Dentists may also choose to complete an endodontic residency which takes two years. This additional training includes the placement of dental implants. After finishing the residency and passing the exam they’re board-certified endodontists.

Online Patient Reviews

When searching for the right dentist, consider reading online customer reviews. It’s important, to remember that most satisfied people don’t take the time to write a review. More often, you find comments from people who are extremely happy or very upset.

Thus, read many reviews and look for common themes. Also, ask for recommendations from people you know and trust. They can tell you about their experience with various dentists.

Comparing Dental Implant Costs

When exploring the cost of implants, it’s key to understand that your situation is unique. Costs depend on how much treatment you need. If you require tooth extraction, tissue grafts, bone grafts, or sinus lifts, it will cost more.

The following costs are only estimates and can vary based on where you live.

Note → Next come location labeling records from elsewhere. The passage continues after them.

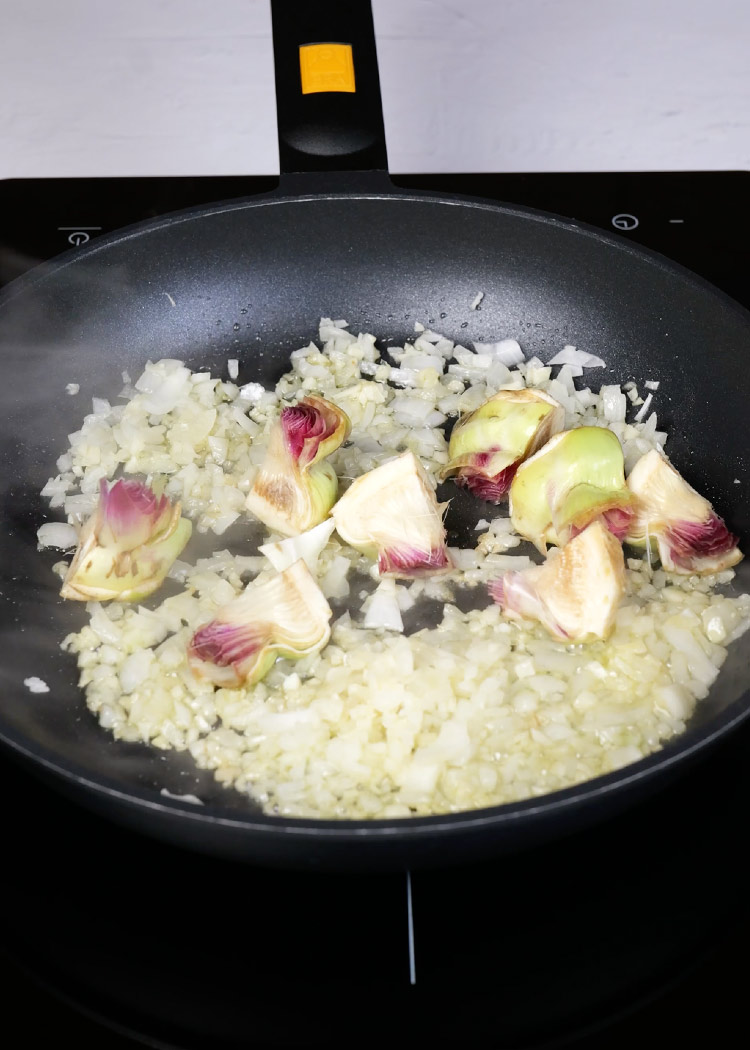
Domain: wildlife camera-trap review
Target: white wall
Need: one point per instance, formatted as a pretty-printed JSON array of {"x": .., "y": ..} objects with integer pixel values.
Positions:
[{"x": 106, "y": 87}]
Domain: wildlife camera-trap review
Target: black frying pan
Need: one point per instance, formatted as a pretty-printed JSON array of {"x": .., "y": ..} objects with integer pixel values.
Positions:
[{"x": 340, "y": 243}]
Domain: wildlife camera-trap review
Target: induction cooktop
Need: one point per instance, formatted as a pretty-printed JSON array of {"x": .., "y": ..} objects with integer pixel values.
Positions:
[{"x": 631, "y": 932}]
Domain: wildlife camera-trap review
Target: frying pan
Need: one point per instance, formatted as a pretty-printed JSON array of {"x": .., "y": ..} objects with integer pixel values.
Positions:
[{"x": 249, "y": 278}]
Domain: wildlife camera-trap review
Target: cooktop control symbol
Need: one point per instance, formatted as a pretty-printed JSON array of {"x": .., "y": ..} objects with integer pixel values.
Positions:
[
  {"x": 79, "y": 234},
  {"x": 624, "y": 222}
]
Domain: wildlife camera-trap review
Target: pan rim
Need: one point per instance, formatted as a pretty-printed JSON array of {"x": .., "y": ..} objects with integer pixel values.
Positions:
[
  {"x": 47, "y": 269},
  {"x": 675, "y": 752}
]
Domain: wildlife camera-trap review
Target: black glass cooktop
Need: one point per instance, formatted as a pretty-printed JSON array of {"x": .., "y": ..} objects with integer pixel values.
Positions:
[{"x": 632, "y": 932}]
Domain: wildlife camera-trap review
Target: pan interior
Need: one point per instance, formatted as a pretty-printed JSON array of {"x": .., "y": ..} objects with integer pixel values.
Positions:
[{"x": 250, "y": 280}]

  • Single implant: $2,400 to $3,000
  • Single implant with extra procedures: $4,000 to $10,000
  • Two to six implants and full- or partial-mouth bridges: $3,500 to $30,000
  • Full upper and lower implants and dentures: $7,000 to $90,000

Most dental insurance doesn’t cover implants since they’re considered cosmetic procedures. Some of the expenses may fall under your health insurance coverage. Talk with the dentist’s office about payment plans and financing.